This pipeline clusters a spreadsheet's columns, with various methods:
Options
Method
Parameters
K-means
K Means
kmeans
hierarchical clustering
hierarchical clustering
hclust
Linked hierarchical clustering
hierarchical clustering constraint
link_hclust
Bootstrapped hierarchical clustering
consensus hierarchical clustering
cc_ hclust
Bootstrapped K-means
consensus K Means
cc_kmeans
Bootstrapped Linked hierarchical clustering
consensus linked hierarchical clustering
cc_link_hclust
How to run this pipeline with Our data
1. Clone the General_Clustering_Pipeline Repo
git clone https://github.com/KnowEnG-Research/General_Clustering_Pipeline.git
2. Install the following, for Linux
apt-get install -y python3-pip libfreetype6-dev libxft-dev libblas-dev liblapack-dev libatlas-base-dev gfortran
pip3 install pyyaml knpackage scipy==0.19.1 numpy==1.11.1 pandas==0.18.1 matplotlib==1.4.2 scikit-learn==0.17.1
3. Change directory to General_Clustering_Pipeline
cd General_Clustering_Pipeline
4. Change directory to test
5. Create a local directory "run_dir" and place all the run files in it
6. Use one of the following "make" commands to select and run a clustering option:
Command
Option
make run_kmeans_binary
Clustering with k-means
make run_kmeans_continuous
make run_hclust_binary
Hierarchical Clustering
make run_hclust_continuous
make run_link_hclust_binary
Hierarchical linkage Clustering
make run_link_hclust_continuous
make run_cc_kmeans_binary
Consensus Clustering with k-means
make run_cc_kmeans_continuous
make run_cc_hclust_binary
Consensus Hierarchical Clustering
make run_cc_hclust_continuous
make run_cc_link_hclust_binary
Consensus Hierarchical linkage Clustering
How to run this pipeline with Your data
Follow steps 1-5 above then do the following:
* Create your run directory
* Change directory to the run directory
* Create your results directory
* Create run_paramters file (YAML Format)

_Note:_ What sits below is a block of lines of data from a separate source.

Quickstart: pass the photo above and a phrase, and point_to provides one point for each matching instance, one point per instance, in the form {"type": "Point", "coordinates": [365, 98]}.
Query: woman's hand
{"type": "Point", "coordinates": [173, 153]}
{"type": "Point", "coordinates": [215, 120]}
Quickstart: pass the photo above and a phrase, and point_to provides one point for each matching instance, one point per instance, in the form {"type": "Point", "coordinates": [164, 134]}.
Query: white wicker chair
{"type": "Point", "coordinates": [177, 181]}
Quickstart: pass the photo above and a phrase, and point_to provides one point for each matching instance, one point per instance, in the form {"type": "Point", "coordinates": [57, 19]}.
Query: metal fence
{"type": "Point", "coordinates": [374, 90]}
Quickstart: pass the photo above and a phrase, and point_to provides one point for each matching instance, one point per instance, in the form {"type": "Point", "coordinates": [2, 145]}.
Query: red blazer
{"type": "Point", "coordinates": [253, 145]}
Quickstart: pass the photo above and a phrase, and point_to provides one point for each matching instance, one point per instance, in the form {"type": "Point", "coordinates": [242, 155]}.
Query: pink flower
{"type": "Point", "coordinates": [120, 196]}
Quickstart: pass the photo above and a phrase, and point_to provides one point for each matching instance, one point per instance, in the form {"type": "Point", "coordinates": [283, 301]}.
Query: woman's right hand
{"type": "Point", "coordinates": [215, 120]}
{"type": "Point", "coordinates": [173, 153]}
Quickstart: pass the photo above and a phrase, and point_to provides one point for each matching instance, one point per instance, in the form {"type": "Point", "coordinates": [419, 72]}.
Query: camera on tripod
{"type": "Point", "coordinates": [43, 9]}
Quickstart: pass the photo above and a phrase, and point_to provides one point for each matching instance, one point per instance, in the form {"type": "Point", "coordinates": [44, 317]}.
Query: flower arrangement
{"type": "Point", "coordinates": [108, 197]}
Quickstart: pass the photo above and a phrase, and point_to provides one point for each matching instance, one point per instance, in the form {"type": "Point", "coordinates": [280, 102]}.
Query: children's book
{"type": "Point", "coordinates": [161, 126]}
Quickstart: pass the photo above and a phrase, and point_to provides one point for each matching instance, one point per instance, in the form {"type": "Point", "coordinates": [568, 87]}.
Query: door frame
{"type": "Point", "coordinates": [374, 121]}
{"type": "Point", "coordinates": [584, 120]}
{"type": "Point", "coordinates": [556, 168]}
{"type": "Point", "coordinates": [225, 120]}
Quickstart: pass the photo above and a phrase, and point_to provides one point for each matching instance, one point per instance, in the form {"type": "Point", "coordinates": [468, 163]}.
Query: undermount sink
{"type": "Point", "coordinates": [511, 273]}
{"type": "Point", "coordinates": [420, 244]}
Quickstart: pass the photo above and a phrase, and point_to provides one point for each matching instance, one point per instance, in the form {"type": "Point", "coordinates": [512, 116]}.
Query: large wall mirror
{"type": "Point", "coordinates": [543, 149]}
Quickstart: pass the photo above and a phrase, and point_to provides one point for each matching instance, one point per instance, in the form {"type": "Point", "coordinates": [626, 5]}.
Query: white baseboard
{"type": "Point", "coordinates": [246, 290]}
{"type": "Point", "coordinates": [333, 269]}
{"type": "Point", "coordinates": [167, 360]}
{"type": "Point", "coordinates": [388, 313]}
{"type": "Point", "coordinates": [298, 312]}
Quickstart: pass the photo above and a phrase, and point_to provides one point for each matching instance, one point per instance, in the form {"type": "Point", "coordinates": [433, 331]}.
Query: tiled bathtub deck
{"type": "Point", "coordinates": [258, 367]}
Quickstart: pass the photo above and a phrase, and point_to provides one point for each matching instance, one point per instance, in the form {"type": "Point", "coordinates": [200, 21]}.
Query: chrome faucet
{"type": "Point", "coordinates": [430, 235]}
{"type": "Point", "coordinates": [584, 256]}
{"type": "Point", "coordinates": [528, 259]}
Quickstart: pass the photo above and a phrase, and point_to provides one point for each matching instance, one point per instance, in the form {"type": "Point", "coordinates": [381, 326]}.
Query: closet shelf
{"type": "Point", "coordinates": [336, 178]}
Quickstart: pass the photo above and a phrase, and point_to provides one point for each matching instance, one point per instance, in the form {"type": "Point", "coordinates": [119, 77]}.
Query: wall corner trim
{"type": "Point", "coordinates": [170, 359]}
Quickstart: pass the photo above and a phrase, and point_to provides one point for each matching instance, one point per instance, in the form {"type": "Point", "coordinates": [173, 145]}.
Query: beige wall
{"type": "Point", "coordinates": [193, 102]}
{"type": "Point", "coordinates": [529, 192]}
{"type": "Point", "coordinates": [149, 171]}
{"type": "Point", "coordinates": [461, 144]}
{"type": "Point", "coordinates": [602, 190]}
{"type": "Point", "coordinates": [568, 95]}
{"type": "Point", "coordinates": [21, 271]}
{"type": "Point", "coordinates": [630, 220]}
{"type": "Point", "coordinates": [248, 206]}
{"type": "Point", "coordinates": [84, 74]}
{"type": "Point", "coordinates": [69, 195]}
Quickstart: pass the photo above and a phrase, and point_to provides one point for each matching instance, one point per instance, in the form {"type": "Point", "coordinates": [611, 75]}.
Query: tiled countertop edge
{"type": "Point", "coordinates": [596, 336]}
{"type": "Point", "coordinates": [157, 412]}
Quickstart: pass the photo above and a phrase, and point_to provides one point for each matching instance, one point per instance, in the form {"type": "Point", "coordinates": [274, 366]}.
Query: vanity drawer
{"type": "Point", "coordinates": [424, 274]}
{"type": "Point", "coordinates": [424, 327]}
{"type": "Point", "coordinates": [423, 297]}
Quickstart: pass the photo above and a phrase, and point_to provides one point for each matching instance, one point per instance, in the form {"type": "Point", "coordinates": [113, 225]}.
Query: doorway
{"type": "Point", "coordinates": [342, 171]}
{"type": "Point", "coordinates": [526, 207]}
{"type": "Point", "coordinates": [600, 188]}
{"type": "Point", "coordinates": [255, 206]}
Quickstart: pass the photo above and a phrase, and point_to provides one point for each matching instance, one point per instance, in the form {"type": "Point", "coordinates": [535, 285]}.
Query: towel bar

Look for examples of run_parameters in the General_Clustering_Pipeline/data/run_files zTEMPLATE_cc_hclust.yml
* Modify run_paramters file (YAML Format)
Change processing_method to one of: serial, parallel depending on your machine.
processing_method: serial
set the data file targets to the files you want to run, and the parameters as appropriate for your data.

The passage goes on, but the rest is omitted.